The lieutenant of the gunners, forced back to the bastion, directed the heavy cannon himself. The shot, however, missed: the barrel was too cold.
'You two, take the marksman out, don't just stand there!', the commander wheezed, parrying another vicious strike from Scolari. 'I'll have a word about that!', shouted Luigi di Trattore, entering the scene. He climbed the rope as he couldn't wait for his boss any longer. Two explosions ruptured everyone's ear drums within fifty yards as di Trattore raised his blunderbusses and fired them at the closest marine. He couldn't miss from such a distance, and the marine fell down dead.

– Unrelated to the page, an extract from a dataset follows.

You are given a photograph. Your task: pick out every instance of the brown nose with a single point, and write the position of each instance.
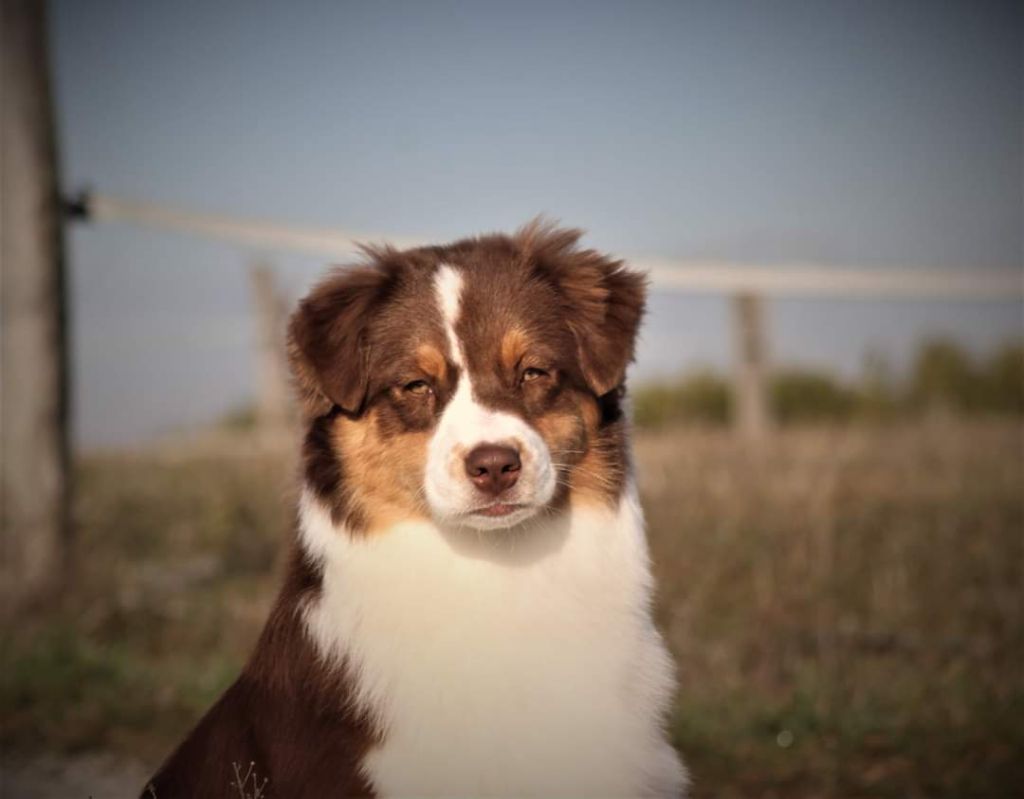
(493, 468)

Scolari was the first to regain his senses, but he allowed his opponent to stand up and regain his senses again. The pirate even bowed a little, and then with a deadly slash cut the commander's throat. The remaining marines saw this and fled.

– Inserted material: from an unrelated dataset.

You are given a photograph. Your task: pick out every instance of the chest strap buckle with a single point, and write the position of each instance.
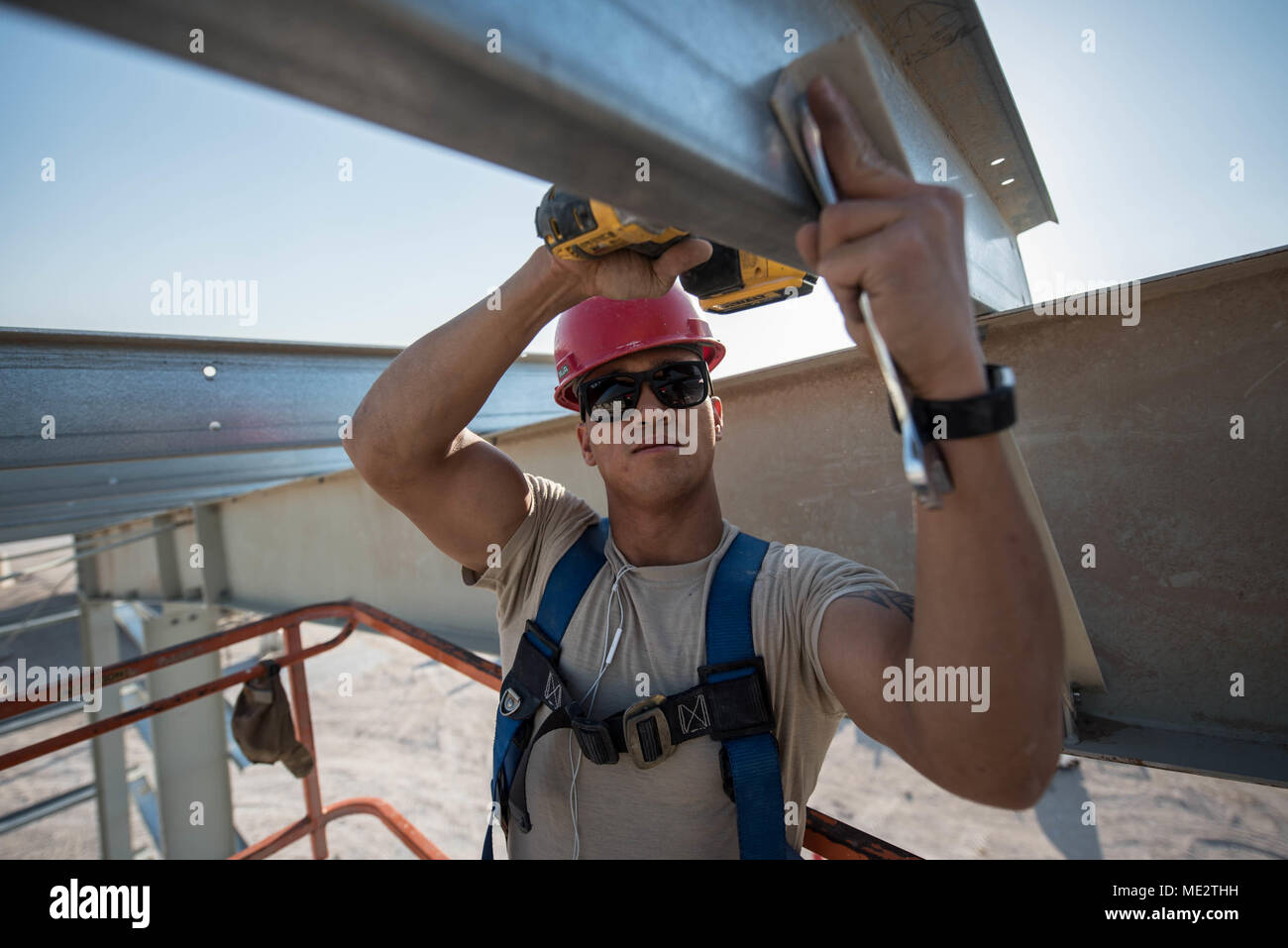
(648, 736)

'Well, this means we don't have to use the rope, Luigi', the pirate captain declared, and they descended the ramp, keeping an eye on the marines huddled up near the furthest barracks. 'Sir, we would like to surrender', the sergeant, miraculously still alive, told Scolari. 'That's very sensitive, but I don't have enough space on my ship to transport you to my den', the pirate smiled. 'Besides, I can only hold The Rock until the next supply ship arrives and brings at least a company of you merry fellows.'
Just when Scolari finished his speech, the guns from the bastion sounded a second time, and this time they scored a hit on the Helena, disabling a gun and killing two men. But these unfortunate two were the only casualties of the pirates; most marines on the island were lightly wounded but out of action for their reluctance to fight.
'Well, we can't get off without a prize after all', the pirates contemplated and raised anchor on the longboat that served Palestrina so well during the fight.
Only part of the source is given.